I thought to myself, “That’s it! That’s all you got! Gee, thanks doc!”
After the doctor appointment, when we got back to our apartment, I told Tommy I wanted to leave.
“You mean the state?” he asked.
I said, “Yes”.
You should have seen the look on his face. His expression showed his disappointment but of course he told me ok. I was asking him to quit a job that he loved and where he had got a raise and promotion after being there only 4 months. At the time, I didn’t realize that this would not be the last time I ask him to quit a job.
Two months later we were back in New Orleans.
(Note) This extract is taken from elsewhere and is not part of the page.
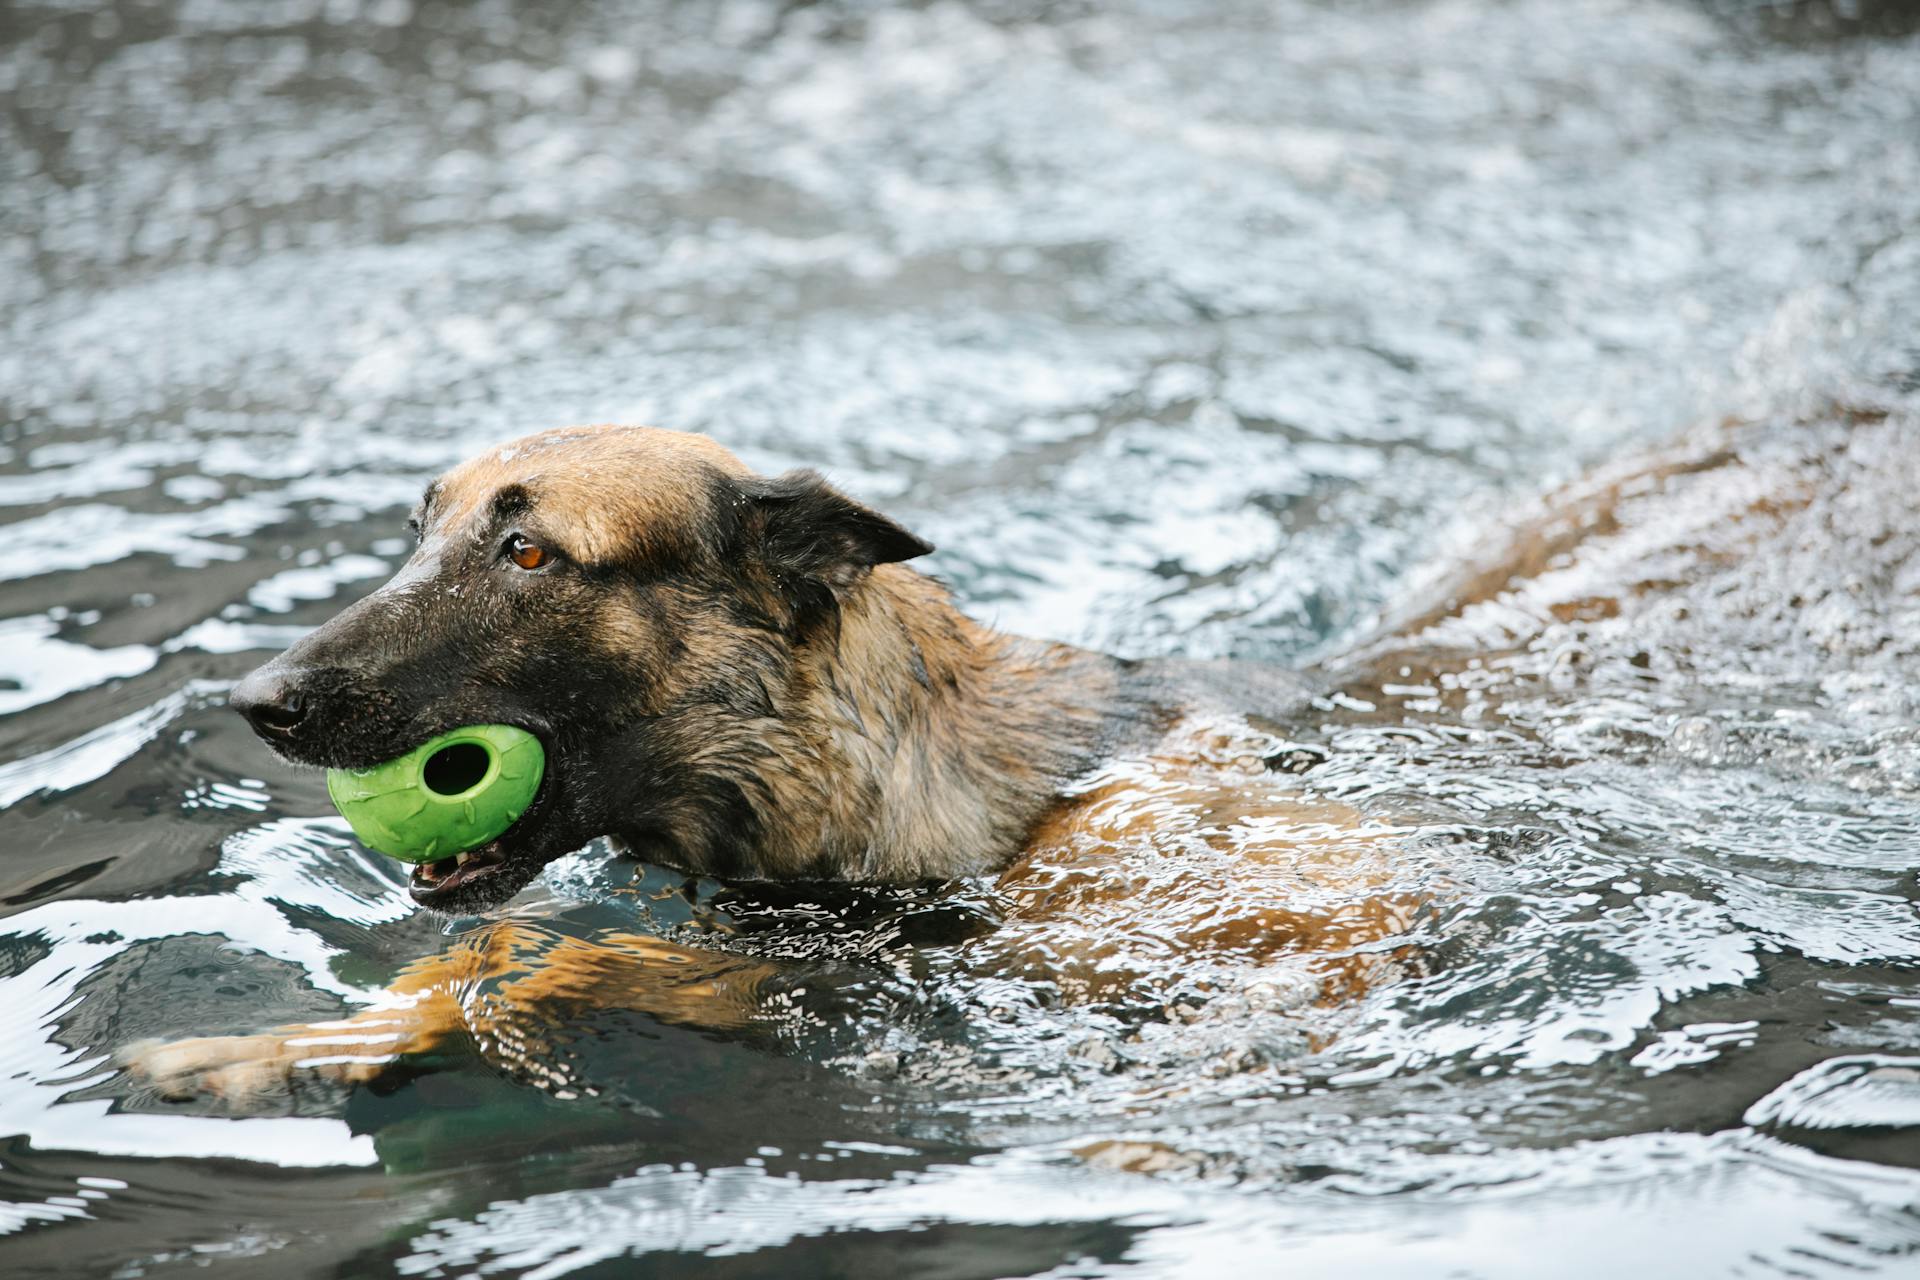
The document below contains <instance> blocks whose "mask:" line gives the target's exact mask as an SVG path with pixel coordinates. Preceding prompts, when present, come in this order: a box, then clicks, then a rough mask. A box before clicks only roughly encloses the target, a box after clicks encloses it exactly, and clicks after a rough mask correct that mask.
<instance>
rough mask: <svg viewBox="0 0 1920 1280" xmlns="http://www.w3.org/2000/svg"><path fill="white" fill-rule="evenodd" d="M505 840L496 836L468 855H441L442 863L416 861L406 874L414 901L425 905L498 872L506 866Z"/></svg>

I think I may be seeing a pattern.
I have only lost my vision in my right eye which gives me trouble to this day. I only lost it completely one time after I was rowing (adaptive) on the Charles River in Watertown, MA and it was a very hot day. I don’t remember is I called anyone now. I went to bed early and just kept my eyes closed and slept to give the max healing, if it was possible, to that eye. I knew that worked with the ataxia to a degree. In the morning I had blurry vision but I could see both color and light so I was encouraged. I now have to patch that eye from time to time when the MS flares to any degree. Oh if we could have a warning – like an incoming missile alert to residents of a community to run to the bomb shelter – life would be a lot easier.